DA CIUDAD BOLIVAR PER DIVENTARE CAMPIONE

di Andrea Bartoli

Ha una di quelle facce che sprigionano simpatia, il colombiano Carlos Alberto Betancur. A dirla tutta non pare neppure abbia da poco conquistato, dominandola, una delle classiche del ciclismo professionistico più antiche, quel Giro dell’Emilia arrivato quest’anno alla sua 94a edizione. Cosi apparentemente rilassato da dire: «Una corsa abbastanza dura, ma non troppo».
Ma non é sfrontatezza, la sua, quella che potrebbe avere un quasi ventiduenne (li compirà il 13 ottobre), ma consapevolezza dei propri mezzi: «È da un mese che mi sento molto bene ed all’inizio di settembre, assieme al mio team Acqua & Sapone, si é deciso di puntare sul sottoscritto per il finale di stagione, Giro di Lombardia compreso». E sulle durissime rampe che portano a San Luca, i frutti di quella scelta si sono visti tutti: «Quando a undici chilometri dall’arrivo é scattato lo svizzero Zaugg della Leopard, l’ho seguito senza indugi. Ho capito che poteva essere l’azione giusta e soprattutto le gambe rispondevano. Poi, lui ha iniziato l’ultima ascesa molto forte, ho aspettato che calasse un po’ il ritmo e quando, affiancandolo, ho colto dal suo sguardo la stanchezza, ho attaccato deciso».

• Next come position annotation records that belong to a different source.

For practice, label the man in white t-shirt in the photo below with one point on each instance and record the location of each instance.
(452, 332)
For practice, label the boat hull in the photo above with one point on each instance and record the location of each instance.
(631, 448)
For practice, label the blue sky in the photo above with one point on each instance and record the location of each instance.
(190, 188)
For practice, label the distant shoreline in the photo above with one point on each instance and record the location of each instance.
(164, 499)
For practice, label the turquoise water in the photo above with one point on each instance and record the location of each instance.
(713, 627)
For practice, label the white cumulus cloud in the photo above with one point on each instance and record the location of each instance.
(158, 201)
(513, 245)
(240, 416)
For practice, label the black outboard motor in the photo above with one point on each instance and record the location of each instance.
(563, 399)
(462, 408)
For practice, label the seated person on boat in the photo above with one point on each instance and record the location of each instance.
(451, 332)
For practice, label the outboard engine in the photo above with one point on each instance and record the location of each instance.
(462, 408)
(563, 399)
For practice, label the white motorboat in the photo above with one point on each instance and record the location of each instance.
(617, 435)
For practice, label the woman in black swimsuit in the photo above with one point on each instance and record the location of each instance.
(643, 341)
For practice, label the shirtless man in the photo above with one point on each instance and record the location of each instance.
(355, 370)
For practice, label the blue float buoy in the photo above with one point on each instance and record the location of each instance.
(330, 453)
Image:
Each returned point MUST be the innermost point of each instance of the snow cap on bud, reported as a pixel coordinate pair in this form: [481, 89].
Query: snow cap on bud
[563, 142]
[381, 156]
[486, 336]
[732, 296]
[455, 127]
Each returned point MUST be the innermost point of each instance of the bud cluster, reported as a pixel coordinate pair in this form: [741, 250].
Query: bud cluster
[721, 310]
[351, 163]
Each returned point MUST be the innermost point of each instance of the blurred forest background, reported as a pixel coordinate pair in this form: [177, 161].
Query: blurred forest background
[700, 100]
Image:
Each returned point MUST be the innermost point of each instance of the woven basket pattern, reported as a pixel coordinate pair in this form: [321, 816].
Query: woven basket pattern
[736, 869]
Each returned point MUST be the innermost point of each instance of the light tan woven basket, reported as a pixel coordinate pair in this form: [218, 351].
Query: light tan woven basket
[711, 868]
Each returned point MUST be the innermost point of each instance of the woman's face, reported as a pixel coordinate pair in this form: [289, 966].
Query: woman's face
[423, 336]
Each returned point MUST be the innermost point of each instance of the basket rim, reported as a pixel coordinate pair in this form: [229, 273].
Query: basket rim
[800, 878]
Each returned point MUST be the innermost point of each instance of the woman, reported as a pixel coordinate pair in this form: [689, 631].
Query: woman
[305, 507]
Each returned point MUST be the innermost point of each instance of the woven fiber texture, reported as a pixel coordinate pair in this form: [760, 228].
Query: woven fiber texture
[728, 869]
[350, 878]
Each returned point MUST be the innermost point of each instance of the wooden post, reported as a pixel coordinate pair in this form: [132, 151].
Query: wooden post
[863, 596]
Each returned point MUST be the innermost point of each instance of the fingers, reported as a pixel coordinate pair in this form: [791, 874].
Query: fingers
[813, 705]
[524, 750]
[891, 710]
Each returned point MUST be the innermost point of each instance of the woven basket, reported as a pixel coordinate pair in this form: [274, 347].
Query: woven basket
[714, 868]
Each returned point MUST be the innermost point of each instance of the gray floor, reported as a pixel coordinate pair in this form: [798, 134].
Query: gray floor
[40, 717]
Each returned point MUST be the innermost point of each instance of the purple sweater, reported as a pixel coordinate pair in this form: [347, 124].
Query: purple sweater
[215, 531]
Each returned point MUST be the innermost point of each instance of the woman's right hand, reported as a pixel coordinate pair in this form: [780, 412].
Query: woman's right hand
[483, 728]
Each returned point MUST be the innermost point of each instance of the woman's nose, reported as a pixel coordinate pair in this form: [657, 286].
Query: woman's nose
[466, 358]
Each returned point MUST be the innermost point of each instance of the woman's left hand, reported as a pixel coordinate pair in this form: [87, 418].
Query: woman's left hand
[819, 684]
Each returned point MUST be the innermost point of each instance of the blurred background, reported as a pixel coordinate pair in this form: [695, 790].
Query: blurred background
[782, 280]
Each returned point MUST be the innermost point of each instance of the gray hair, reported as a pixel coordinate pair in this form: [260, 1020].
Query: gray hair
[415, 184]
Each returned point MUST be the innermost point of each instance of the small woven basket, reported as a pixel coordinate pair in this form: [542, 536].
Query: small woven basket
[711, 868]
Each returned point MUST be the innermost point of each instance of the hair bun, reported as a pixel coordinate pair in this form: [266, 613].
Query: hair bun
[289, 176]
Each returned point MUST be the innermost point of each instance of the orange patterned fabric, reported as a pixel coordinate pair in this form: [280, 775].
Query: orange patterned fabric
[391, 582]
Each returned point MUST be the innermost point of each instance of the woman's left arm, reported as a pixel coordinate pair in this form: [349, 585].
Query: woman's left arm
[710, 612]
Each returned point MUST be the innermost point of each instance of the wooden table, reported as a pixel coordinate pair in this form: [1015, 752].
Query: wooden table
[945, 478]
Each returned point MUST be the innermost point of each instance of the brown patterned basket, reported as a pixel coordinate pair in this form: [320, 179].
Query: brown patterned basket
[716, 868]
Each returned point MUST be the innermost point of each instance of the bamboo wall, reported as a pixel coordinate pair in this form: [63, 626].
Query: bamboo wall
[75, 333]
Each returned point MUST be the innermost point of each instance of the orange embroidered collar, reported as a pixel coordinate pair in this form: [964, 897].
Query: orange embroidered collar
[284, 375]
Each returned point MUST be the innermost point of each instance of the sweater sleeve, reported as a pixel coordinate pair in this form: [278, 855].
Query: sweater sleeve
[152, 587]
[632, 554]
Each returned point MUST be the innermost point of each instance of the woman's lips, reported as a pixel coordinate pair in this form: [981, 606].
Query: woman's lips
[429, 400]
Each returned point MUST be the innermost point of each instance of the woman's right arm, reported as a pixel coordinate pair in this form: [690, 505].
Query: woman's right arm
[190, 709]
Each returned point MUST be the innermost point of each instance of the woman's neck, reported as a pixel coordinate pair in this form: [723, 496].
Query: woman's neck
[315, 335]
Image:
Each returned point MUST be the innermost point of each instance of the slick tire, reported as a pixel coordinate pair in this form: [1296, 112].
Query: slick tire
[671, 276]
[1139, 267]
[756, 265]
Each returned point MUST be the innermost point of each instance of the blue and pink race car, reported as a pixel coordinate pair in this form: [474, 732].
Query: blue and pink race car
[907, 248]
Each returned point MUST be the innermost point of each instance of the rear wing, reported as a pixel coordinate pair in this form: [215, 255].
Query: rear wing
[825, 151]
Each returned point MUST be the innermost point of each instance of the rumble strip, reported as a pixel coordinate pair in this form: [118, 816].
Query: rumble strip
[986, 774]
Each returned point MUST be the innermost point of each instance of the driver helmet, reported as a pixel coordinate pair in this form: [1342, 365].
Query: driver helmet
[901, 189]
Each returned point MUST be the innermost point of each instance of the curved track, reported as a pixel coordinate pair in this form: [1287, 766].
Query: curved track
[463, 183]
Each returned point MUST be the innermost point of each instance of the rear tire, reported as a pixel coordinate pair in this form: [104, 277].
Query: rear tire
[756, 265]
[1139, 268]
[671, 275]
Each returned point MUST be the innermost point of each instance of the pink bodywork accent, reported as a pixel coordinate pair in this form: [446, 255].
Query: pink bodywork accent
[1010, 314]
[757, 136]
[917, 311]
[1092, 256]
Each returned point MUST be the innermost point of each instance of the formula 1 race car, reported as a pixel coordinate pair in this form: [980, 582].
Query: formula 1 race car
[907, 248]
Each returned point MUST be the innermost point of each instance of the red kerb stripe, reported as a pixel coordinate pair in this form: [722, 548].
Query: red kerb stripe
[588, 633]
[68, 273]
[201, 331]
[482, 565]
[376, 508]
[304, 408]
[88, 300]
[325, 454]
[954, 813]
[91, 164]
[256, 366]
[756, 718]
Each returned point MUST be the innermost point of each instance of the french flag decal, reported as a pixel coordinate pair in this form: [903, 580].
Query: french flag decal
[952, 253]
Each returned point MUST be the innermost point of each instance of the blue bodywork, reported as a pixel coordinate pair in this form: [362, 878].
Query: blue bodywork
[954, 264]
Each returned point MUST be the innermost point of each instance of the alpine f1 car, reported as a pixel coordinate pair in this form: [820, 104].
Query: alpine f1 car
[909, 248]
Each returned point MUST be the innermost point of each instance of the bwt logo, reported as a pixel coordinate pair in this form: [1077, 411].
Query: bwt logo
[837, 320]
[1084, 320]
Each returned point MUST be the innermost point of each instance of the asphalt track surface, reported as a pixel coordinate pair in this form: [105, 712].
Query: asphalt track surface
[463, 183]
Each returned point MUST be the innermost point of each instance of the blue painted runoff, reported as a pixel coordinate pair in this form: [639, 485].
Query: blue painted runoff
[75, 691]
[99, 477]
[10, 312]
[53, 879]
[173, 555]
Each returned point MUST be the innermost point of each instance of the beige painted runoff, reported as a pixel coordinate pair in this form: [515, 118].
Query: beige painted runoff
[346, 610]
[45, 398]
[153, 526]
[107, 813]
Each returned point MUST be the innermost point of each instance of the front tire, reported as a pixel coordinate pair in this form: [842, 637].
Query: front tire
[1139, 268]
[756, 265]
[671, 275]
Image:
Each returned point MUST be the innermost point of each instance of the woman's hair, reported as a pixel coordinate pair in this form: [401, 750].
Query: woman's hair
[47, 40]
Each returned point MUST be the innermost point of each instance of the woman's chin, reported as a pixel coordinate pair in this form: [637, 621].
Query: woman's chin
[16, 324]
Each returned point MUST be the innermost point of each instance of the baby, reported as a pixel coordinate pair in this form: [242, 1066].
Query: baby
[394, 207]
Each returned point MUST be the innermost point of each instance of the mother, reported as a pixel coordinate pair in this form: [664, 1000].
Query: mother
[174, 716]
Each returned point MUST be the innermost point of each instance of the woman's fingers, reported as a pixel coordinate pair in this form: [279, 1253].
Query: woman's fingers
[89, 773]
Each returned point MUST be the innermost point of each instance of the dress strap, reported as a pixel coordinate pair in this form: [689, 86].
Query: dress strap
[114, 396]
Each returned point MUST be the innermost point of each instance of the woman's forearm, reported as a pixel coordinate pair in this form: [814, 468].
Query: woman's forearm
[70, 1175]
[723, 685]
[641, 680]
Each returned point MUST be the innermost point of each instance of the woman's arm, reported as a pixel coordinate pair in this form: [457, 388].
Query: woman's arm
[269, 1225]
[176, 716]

Bel tipo Betancur, alla prima vittoria da professionista ha messo in cascina una delle corse più belle del calendario italiano. Non una meteora, si capisce, perchè nel 2010, da dilettante, ha vinto il Giro d’Italia Bio e il Giro di Colombia Under 23, dopo l’argento nel mondiale 2009 a Mendrisio. Un ragazzo molto attaccato alla famiglia, con papà Ignacio contadino nelle piantagioni di caffè, mamma Piedad casalinga ed i fratelli Andres, Paola, Cristina e Javier. Devoto, pure, tanto da sfoggiare sotto la maglietta un crocefisso e ringraziare più volte il Signore sotto la fettuccia d’arrivo. Un salto dai 1800 metri di Ciudad Bolivar fino a Santa Maria Monte, nel pisano, coccolato dal suo direttore sportivo sia di club sia nella Nazionale colombiana Franco Gini. Un amore, quello per la bicicletta, sbocciato a quattordici anni quando una professoressa della scuola, a furia di vederlo arrivare in sella alla due ruote, lo portò direttamente preso il team più forte della città. E adesso il colombiano dell’Acqua & Sapone pensa a chiudere bene il 2011, magari con un bel colpo al Lombardia, e guarda già con interesse il Giro d’Italia 2012: «Quest’anno ho preso le misure alla corsa rosa con il quarto posto nella tappa del Sestriere, ma per la prossima stagione mi piacerebbe curare una buona classifica». Sempre con il sorriso sulle labbra e con una simpatia innata: se al Giro dell’Emilia è nata una stella è presto per dirlo, ma Carlos Alberto Betancourt sulle rampe di San Luca ha recitato da grande campione.